We were fed a delicious breakfast and given time for a nap before we were whisked away to our next destination—the Baltimore St. Patrick’s Day Parade. Sister Loretto, who is from Ireland, had been chosen as the Honorary Grand Marshal this year. The Little Sisters graciously invited us to walk in the parade with them. We were surprised how appreciative and supportive the community was of the Little Sisters and by how many people were familiar with them; this showed how much of an impact they have made in the community, with many people mentioning that the Little Sisters had taken care of family members.
After the parade, we napped again, and Sister Lawrence Mary spoke to us about the Little Sisters of the Poor. The order was started in France in 1839 by Jeanne Jugan, who began to care for an abandoned elderly disabled woman. Soon she and others who joined her were caring for more elders and supporting themselves by begging, which the Little Sisters do to this day. St. Jeanne Jugan was beatified by Pope John Paul II in 1982 and canonized by Pope Benedict XVI in 2009.
The nuns take four vows: poverty, obedience, chastity, and hospitality. Especially hospitality. Their main mission is to care for the elderly poor, regardless of their financial status. They also went out of their way to care for us. Our favorite thing Sister Lawrence Mary said was, “We care for others because we are Catholic, not because they are.” The Little Sisters are devout, but do not question the religion of the people they open their doors to. St. Martin’s is like no other elder care facility we know of. The residents are treated like they are at home. The Little Sisters want them to leave their poor life behind and feel good about the place they live. It was heartwarming to see how much the Sisters dedicate their lives to this work and care about every resident.
We then wondered what exactly we would be helping them with. Some days some of us washed windows while others organized the storeroom. At first we didn’t think much of this service, but as residents and Sisters began noticing and telling us they could see much more clearly, we realized we were literally brightening their day. One employee said the windows had not been cleaned like that since the 1970s. We also helped move residents’ trinkets into boxes for a big move into a new wing. We disinfected wheelchairs and furniture and helped serve some meals. Residents constantly told us that we reminded them of their granddaughters or grandsons-in-law. We were happy to be of use and felt greatly appreciated.
Some of us met with residents one-on-one and were able to learn more about their lives and experiences at St.
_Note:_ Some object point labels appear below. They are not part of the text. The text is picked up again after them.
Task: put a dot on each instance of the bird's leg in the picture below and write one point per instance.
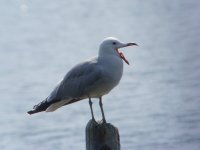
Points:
(90, 103)
(102, 112)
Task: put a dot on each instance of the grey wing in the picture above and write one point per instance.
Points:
(74, 87)
(79, 80)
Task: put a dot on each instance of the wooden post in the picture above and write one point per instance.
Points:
(102, 136)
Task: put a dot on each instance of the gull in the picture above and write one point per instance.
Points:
(93, 78)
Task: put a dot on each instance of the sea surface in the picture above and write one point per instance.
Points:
(156, 106)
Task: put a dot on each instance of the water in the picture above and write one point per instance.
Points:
(156, 106)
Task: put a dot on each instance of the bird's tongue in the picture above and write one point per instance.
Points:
(123, 57)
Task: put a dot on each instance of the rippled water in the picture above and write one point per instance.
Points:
(156, 106)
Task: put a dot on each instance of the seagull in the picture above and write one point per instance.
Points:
(93, 78)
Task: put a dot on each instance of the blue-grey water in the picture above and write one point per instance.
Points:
(157, 103)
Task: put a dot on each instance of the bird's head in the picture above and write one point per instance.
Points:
(111, 46)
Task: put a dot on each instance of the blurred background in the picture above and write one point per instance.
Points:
(157, 103)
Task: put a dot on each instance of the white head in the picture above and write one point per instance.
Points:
(111, 45)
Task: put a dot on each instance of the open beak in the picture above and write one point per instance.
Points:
(121, 54)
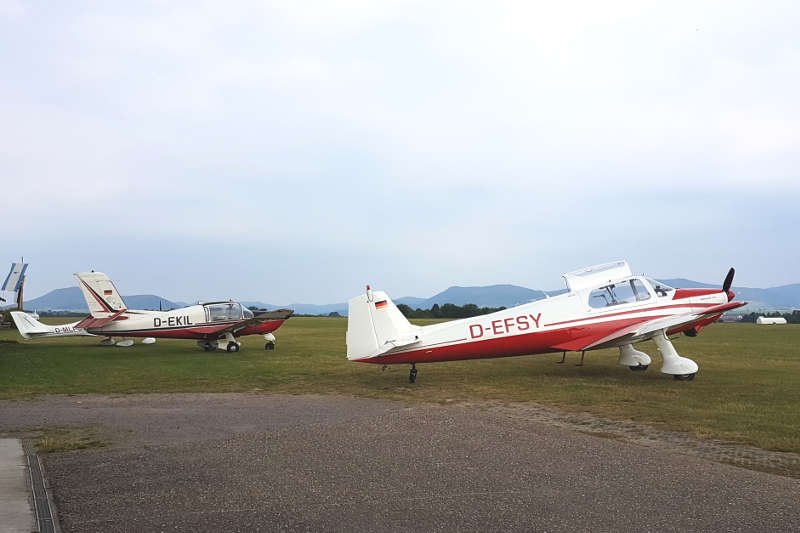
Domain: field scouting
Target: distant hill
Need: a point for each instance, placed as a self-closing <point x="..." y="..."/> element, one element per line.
<point x="775" y="298"/>
<point x="303" y="309"/>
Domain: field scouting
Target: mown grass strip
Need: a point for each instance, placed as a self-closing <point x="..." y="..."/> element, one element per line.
<point x="748" y="388"/>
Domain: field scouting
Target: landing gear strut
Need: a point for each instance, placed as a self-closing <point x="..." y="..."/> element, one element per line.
<point x="270" y="344"/>
<point x="412" y="376"/>
<point x="682" y="368"/>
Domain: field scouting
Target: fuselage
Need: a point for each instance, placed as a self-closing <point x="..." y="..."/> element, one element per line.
<point x="559" y="323"/>
<point x="193" y="322"/>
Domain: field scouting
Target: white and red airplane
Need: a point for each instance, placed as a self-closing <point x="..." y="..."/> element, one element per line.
<point x="30" y="328"/>
<point x="212" y="324"/>
<point x="606" y="306"/>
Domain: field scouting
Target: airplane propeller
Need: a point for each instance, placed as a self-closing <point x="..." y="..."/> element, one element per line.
<point x="726" y="285"/>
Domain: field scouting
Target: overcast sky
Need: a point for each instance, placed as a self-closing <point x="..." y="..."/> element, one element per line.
<point x="294" y="151"/>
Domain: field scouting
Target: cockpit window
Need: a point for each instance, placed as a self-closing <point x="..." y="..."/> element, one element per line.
<point x="224" y="311"/>
<point x="661" y="289"/>
<point x="624" y="292"/>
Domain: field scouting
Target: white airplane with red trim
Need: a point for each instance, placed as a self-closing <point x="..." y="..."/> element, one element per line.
<point x="214" y="325"/>
<point x="606" y="306"/>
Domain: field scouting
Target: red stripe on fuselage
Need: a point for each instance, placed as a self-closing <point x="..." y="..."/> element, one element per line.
<point x="200" y="331"/>
<point x="630" y="311"/>
<point x="507" y="346"/>
<point x="680" y="294"/>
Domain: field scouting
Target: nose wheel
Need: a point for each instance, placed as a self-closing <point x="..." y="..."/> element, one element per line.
<point x="412" y="376"/>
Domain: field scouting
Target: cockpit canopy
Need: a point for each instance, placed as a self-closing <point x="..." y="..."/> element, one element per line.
<point x="218" y="311"/>
<point x="632" y="290"/>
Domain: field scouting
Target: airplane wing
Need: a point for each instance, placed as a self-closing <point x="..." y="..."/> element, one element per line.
<point x="266" y="316"/>
<point x="646" y="330"/>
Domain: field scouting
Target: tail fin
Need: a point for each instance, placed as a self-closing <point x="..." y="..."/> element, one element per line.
<point x="28" y="327"/>
<point x="375" y="325"/>
<point x="100" y="293"/>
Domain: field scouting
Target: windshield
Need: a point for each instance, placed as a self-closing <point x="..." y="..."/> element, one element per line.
<point x="225" y="311"/>
<point x="661" y="289"/>
<point x="624" y="292"/>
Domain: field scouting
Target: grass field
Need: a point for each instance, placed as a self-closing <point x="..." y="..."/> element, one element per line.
<point x="747" y="390"/>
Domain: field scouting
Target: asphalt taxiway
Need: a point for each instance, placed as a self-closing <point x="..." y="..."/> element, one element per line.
<point x="248" y="462"/>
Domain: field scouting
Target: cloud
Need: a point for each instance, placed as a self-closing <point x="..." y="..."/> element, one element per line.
<point x="421" y="142"/>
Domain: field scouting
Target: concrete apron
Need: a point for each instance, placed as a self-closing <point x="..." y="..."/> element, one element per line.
<point x="16" y="514"/>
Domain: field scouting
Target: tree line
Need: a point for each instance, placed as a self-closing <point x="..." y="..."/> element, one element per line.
<point x="791" y="318"/>
<point x="447" y="311"/>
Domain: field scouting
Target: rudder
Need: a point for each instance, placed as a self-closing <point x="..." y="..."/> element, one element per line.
<point x="375" y="325"/>
<point x="100" y="294"/>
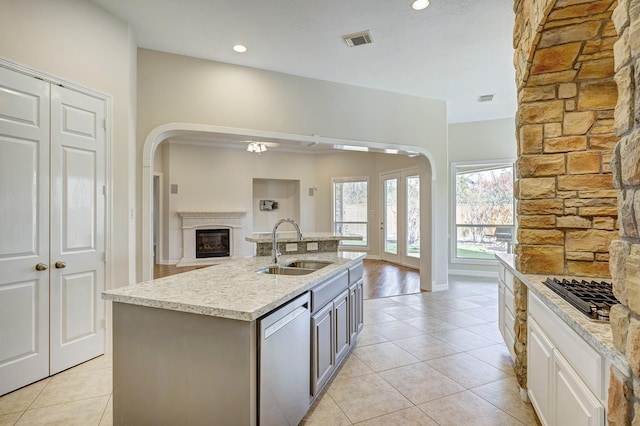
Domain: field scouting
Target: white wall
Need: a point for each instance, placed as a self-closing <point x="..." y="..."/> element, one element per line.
<point x="77" y="41"/>
<point x="286" y="193"/>
<point x="475" y="141"/>
<point x="174" y="88"/>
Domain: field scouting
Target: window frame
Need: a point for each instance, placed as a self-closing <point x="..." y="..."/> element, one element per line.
<point x="453" y="245"/>
<point x="348" y="179"/>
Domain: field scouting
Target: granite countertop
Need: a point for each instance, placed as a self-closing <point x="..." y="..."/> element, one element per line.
<point x="291" y="237"/>
<point x="597" y="334"/>
<point x="231" y="290"/>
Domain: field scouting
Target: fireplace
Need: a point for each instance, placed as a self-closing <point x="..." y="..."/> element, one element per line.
<point x="218" y="229"/>
<point x="212" y="243"/>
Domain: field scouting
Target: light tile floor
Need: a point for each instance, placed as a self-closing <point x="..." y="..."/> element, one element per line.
<point x="422" y="359"/>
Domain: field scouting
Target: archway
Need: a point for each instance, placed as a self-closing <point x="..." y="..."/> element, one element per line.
<point x="161" y="133"/>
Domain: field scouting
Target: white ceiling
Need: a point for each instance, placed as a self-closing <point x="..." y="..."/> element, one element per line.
<point x="455" y="50"/>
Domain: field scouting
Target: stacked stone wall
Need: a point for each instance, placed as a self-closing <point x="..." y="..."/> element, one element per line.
<point x="566" y="201"/>
<point x="624" y="389"/>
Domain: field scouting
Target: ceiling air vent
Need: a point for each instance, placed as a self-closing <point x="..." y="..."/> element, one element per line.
<point x="485" y="98"/>
<point x="358" y="39"/>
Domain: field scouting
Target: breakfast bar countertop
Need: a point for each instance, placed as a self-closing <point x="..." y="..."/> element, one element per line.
<point x="233" y="289"/>
<point x="292" y="237"/>
<point x="596" y="333"/>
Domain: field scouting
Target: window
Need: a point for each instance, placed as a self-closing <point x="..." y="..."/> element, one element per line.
<point x="483" y="210"/>
<point x="350" y="209"/>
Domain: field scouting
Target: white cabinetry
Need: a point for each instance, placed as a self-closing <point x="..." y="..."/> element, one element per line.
<point x="565" y="375"/>
<point x="506" y="308"/>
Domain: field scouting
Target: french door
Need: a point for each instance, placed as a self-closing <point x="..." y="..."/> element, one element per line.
<point x="400" y="195"/>
<point x="52" y="147"/>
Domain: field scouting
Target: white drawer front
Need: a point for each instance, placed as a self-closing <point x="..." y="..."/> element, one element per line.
<point x="508" y="280"/>
<point x="582" y="357"/>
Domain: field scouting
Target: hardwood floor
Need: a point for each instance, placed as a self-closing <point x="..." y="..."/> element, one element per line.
<point x="381" y="279"/>
<point x="384" y="279"/>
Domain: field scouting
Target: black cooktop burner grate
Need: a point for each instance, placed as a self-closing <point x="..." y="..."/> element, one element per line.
<point x="592" y="298"/>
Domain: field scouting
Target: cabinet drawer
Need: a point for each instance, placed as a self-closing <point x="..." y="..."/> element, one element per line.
<point x="328" y="290"/>
<point x="509" y="301"/>
<point x="355" y="273"/>
<point x="510" y="342"/>
<point x="579" y="354"/>
<point x="508" y="280"/>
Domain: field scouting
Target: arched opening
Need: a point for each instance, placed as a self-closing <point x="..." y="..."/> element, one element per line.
<point x="174" y="130"/>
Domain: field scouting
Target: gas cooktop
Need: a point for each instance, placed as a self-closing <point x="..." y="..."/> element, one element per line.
<point x="592" y="298"/>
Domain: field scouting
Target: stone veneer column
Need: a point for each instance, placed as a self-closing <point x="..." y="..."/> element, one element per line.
<point x="566" y="96"/>
<point x="566" y="201"/>
<point x="624" y="404"/>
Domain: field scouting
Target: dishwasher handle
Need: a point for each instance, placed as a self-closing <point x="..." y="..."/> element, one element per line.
<point x="282" y="322"/>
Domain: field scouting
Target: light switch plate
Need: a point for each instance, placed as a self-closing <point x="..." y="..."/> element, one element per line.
<point x="291" y="247"/>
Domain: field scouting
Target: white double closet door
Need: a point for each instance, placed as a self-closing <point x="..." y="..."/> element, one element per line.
<point x="52" y="228"/>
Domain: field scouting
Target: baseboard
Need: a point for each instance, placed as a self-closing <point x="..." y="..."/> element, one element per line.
<point x="472" y="273"/>
<point x="439" y="287"/>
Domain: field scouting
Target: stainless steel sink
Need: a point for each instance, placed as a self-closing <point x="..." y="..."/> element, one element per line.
<point x="283" y="270"/>
<point x="308" y="264"/>
<point x="296" y="267"/>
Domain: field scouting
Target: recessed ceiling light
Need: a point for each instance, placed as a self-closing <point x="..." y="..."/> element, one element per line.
<point x="420" y="4"/>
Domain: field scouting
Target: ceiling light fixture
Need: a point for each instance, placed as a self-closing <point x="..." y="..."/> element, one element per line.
<point x="420" y="4"/>
<point x="256" y="147"/>
<point x="239" y="48"/>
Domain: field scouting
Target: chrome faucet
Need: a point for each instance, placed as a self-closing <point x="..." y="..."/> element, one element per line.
<point x="274" y="243"/>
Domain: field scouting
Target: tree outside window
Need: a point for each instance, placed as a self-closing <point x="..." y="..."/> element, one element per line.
<point x="484" y="210"/>
<point x="350" y="209"/>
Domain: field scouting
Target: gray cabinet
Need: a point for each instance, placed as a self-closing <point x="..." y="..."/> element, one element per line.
<point x="356" y="314"/>
<point x="337" y="318"/>
<point x="322" y="354"/>
<point x="342" y="325"/>
<point x="330" y="340"/>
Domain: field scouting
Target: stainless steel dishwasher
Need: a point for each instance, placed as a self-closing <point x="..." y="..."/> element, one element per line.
<point x="284" y="364"/>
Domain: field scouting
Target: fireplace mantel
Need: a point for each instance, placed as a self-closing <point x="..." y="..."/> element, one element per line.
<point x="191" y="221"/>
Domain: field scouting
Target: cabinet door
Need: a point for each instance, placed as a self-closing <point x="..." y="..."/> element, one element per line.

Martin’s Home. We met centenarian Mary, the local bingo queen, Harry, the watchman of St. Martin’s, and Go-Fish whiz Anna. There were always opportunities to stop and chat with anyone who was willing. Jerome, the most talkative of the residents, always had stories to share about his family or his favorite internet browser. He explained why he chose a career in computers: “I don’t wanna destroy, I wanna create, man.”
The residents went to bed at 7 p.m., so we had a lot of time to bond, through games of Mafia, friendship bracelets, and countless riddle games. We had many thoughtful discussions about elder care and how people in general feel about elders. It was great to see how much our volunteers got out of the service. The effect it had on them will definitely be a lasting one.